My industry group, the American Craft Spirits Association, collaborated to draft a formal letter to Becerra, seeking his support in resolving the issue. However, we received no immediate response. Frustrated by the lack of communication, I reached out to my local congressman, a fellow Democrat from Becerra’s home state of California. While the FDA maintained its stance, citing its policy of not commenting on ongoing investigations, the local representative remained unresponsive as well.
With no resolution forthcoming, I decided to go public once more. This time, the story gained widespread attention, resonating across political lines and even reaching the shores of Haiti, where I had donated my remaining sanitizer to a non-profit medical provider following the 2021 earthquake. The public’s reaction was swift and powerful, highlighting the distillers’ sacrifices during the pandemic and questioning how a government agency could penalize them twice for the same action.
The FDA eventually backed down, dropping its cases against distillers. However, the agency made it clear that it retained the authority to initiate new investigations in the future. While this was a victory, the incident raised important questions about regulatory consistency and the prioritization of enforcement during times of crisis. The distillers who had stepped up to produce hand sanitizer faced not only financial strain but also the erosion of trust in the very agency that had once relied on their efforts.
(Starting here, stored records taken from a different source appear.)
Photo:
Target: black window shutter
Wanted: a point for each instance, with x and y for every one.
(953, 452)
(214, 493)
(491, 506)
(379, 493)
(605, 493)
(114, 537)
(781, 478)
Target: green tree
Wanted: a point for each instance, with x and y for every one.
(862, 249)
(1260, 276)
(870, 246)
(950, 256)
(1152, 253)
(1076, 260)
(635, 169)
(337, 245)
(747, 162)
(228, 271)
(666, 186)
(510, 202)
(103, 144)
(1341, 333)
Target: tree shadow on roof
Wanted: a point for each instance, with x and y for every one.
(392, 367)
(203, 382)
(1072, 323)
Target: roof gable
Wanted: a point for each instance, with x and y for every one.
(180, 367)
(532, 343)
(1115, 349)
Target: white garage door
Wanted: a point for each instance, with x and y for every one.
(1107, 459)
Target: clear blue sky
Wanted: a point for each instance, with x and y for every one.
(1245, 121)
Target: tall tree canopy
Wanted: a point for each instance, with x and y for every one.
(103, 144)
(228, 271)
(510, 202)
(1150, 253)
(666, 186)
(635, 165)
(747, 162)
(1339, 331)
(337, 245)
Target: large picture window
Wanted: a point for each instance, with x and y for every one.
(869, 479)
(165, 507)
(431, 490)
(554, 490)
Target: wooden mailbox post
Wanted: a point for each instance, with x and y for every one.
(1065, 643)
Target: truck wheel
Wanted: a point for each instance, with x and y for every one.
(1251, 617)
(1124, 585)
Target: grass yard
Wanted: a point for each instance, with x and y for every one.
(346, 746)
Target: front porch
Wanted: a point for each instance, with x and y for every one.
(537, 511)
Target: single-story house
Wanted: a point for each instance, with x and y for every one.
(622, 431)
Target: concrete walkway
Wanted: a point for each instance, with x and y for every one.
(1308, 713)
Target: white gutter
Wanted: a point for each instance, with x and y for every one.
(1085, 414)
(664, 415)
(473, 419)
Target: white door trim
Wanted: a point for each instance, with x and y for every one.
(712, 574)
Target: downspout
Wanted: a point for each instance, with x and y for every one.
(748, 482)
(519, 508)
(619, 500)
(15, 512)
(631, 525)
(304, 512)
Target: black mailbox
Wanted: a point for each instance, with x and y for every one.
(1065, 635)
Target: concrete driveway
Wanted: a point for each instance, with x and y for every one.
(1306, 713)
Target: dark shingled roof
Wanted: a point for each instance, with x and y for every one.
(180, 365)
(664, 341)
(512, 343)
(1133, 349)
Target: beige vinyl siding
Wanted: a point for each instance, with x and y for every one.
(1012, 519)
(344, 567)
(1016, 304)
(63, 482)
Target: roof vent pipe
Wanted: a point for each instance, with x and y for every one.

Reflecting on the events, it’s clear that the FDA’s actions were driven by a shift in policy rather than a direct threat to public health. The initial emergency measures had been a lifeline, but as the situation normalized, the agency tightened its grip. This back-and-forth underscored the challenges of maintaining regulatory flexibility during a crisis while ensuring compliance. For distillers, the experience was a reminder that even well-intentioned efforts can lead to unexpected consequences, especially when oversight changes hands.
The saga of the hand sanitizer shortage and its aftermath illustrates the delicate balance between innovation and regulation. Distillers, once celebrated for their pandemic contributions, found themselves at the center of a political and bureaucratic storm. Their story became a symbol of the broader tensions between government oversight and the agility of small businesses. While the FDA’s reversal was a positive step, the episode left lingering questions about the agency’s decision-making process and its commitment to supporting industries in times of need.
Ultimately, the distillers’ efforts highlighted the importance of adaptability in regulatory frameworks. The initial loosening of rules had been a necessary measure to combat the crisis, but the subsequent audits and fees revealed a lack of foresight. The public’s support, driven by a shared understanding of the situation, played a crucial role in pushing for accountability. As the FDA’s actions evolved, so too did the narrative surrounding its role in the pandemic response, serving as a case study in the complexities of regulatory intervention.